Du 29 au 31 mars derniers, se tenait la 5ème Conférence des donateurs pour la Syrie à Bruxelles (Belgique). Près de 80 pays étaient représentés, lors de cette réunion virtuelle, où il fut question, notamment, de la situation humanitaire sur place, non seulement dramatique, mais dans un statu quo compliqué pour tous les Syriens au quotidien. Pour le dire vite : plus vraiment de guerre, mais pas pour autant de paix.

En Syrie, aujourd’hui, 13 millions de personnes sont dans le besoin, sans compter les 10 millions de réfugiés qui ont dû fuir leur pays. Les djihadistes de Daech [acronyme arabe de l’organisation État islamique (EI), ndlr] résistent encore à Idlib et s’agitent dans le camp de Al-Hol, tandis que Bachar al-Assad n’a plus la main sur ses propres frontières et voit son pays sujet à de multiples ingérences extérieures – proches ou lointaines. Pour autant, il reste le dirigeant de la Syrie, avec le soutien décisif de la Russie d’un Vladimir Poutine qui divise quiconque souhaiterait venir en aide au pays.

Antonio Guterres, le secrétaire général des Nations unies (ONU), le rappelait à l’occasion de cette rencontre virtuelle : « La guerre en Syrie n’est pas seulement celle de la Syrie. Y mettre fin, et les terribles souffrances qu’elle continue de causer, est notre responsabilité collective. » Oui, mais à quel prix ?

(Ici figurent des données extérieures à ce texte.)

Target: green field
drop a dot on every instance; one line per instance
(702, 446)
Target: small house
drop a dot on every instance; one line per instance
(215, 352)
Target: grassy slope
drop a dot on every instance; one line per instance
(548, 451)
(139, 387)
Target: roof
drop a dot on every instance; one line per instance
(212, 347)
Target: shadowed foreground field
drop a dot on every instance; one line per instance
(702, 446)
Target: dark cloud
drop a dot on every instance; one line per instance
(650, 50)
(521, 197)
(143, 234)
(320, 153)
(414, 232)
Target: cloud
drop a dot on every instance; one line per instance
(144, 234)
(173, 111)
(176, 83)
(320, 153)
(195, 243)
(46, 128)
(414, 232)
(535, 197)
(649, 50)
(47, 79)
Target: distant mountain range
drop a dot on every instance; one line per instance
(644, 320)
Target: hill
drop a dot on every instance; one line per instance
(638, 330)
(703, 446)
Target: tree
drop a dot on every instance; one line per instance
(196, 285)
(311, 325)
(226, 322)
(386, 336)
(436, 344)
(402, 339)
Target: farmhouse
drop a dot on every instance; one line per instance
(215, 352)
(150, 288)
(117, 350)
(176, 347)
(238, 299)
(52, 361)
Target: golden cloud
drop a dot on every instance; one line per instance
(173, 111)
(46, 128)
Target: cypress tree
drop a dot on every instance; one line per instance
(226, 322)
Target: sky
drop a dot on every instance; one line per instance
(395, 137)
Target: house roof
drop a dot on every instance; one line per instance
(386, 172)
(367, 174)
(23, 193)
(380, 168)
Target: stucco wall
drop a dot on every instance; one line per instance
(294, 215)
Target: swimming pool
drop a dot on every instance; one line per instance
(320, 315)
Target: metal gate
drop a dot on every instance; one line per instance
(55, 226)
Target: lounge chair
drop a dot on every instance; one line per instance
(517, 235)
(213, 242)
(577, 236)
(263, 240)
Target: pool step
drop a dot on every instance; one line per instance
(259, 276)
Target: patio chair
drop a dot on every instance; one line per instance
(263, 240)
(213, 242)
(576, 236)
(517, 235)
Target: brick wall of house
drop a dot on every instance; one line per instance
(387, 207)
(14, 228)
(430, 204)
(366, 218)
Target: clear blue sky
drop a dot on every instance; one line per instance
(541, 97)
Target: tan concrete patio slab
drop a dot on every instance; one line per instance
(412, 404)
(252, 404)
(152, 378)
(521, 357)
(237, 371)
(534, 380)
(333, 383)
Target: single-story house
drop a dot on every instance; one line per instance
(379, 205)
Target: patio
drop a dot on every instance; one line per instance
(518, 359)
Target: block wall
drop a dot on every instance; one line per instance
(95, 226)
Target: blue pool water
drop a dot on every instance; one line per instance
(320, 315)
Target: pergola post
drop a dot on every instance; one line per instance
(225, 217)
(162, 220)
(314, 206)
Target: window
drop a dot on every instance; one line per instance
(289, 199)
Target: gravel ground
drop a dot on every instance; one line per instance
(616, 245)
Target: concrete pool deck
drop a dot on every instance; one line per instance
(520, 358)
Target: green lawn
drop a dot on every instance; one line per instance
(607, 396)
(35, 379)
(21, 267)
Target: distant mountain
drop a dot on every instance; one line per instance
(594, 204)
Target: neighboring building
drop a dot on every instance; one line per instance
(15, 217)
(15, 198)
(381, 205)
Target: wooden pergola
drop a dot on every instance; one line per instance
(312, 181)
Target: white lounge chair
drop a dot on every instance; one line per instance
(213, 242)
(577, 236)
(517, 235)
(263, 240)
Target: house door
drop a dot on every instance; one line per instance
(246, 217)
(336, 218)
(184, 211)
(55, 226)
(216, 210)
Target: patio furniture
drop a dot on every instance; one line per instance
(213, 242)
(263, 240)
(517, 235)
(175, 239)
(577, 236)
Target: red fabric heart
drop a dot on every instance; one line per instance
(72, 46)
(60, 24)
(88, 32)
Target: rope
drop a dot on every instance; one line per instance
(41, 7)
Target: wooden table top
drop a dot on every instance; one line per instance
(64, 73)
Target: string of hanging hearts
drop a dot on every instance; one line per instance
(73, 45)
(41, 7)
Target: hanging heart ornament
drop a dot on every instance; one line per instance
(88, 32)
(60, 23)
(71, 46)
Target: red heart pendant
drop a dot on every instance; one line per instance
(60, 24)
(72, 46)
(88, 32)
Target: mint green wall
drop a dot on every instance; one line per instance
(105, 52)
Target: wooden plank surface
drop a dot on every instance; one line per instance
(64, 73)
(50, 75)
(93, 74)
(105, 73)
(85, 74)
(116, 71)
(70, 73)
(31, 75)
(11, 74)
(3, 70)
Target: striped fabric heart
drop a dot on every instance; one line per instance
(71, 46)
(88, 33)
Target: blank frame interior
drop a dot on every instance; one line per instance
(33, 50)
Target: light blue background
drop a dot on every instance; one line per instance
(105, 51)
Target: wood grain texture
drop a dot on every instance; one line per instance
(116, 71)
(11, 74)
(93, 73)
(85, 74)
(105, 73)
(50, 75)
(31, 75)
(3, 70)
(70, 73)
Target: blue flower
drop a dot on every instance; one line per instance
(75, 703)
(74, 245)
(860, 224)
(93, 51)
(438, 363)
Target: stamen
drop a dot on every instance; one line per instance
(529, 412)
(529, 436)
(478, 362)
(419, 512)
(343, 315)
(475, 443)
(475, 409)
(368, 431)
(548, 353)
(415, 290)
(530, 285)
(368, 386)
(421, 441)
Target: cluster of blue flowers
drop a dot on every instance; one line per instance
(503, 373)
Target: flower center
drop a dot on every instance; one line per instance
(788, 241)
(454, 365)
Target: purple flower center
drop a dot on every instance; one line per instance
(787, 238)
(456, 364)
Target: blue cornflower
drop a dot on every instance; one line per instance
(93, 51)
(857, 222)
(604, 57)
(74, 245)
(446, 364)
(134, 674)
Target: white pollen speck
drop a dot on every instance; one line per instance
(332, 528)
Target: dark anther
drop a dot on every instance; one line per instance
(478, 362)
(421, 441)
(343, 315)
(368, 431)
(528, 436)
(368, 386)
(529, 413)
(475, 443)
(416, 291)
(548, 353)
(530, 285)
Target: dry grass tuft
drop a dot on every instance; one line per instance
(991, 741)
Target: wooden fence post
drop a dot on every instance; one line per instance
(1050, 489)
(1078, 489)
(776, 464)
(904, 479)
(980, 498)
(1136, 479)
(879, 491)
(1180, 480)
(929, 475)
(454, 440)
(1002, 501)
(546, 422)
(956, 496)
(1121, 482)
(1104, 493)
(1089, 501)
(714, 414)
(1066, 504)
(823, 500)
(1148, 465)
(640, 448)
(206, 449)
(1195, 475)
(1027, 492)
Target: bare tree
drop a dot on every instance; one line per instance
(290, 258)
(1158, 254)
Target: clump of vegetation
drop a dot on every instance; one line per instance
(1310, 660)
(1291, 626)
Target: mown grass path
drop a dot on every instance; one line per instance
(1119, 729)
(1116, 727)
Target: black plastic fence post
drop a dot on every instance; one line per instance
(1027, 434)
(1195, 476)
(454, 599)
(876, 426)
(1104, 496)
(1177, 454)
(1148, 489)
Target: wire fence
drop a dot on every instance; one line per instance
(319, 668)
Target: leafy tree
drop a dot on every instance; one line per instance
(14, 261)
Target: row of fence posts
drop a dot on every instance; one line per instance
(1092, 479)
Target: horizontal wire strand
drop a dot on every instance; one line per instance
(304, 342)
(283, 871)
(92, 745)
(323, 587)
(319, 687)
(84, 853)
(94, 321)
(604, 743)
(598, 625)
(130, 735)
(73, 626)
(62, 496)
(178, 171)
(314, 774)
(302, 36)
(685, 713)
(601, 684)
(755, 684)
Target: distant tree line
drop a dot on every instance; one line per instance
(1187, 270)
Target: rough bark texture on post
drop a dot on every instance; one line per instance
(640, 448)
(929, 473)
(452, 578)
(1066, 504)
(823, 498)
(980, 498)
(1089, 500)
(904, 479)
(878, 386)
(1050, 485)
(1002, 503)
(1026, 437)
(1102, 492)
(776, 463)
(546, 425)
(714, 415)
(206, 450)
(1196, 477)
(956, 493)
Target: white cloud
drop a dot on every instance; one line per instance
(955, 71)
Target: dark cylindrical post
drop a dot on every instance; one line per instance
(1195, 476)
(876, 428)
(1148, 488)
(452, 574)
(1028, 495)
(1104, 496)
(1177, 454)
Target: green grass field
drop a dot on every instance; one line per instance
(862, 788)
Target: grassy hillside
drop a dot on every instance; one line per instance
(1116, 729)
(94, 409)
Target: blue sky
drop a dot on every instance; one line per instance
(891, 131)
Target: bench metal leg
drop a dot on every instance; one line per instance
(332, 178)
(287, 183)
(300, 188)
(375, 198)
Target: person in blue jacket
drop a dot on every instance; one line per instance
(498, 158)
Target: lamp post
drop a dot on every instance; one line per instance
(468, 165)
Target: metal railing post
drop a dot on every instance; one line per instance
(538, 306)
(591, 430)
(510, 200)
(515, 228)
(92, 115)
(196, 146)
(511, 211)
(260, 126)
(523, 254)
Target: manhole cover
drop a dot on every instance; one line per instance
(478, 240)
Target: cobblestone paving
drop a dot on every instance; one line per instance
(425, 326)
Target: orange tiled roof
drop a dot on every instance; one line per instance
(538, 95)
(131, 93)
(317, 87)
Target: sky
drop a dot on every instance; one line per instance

Il est urgent d’apporter avant tout un soutien à la population syrienne, avant de s’inscrire au plus vite dans le processus de reconstruction – mais quid, déjà, des sanctions qui touchent principalement cette population ? Or, on le sait, les logiques ne sont pas les mêmes. Souffrant d’une vraie division en son sein – notamment sur la position à adopter, face à Bachar al-Assad, une fois les questions humanitaire et des sanctions réglées -, cette 5ème Conférence des donateurs a tout de même enregistré un succès. Puisqu’elle a permis de récolter quelque 6,4 milliards de dollars, qui serviront à apporter un soutien significatif aux populations avant tout, puisque la reconstruction, pour l’instant, relève d’un engagement plus complexe.

Enjeux régionaux

Alors que nous commémorions récemment les dix ans de la guerre civile syrienne – qui a fait près de 400 000 morts -, Bachar al-Assad a repris le contrôle de près des trois-quarts de son pays – c’est un fait. Mais un pays en ruines dont la situation continue de rendre les Occidentaux perplexes. Soutenir les Syriens, est-ce apporter son soutien au président syrien ? Qui plus est quand des intérêts économiques colossaux sont pressants, et que Russes et Émiratis, par exemple, n’ont de cesse d’appeler à une normalisation des relations avec Al-Assad, alors que nombre de chancelleries européennes rêvaient encore il y a quelque temps de nouveaux dirigeants à la tête du pays.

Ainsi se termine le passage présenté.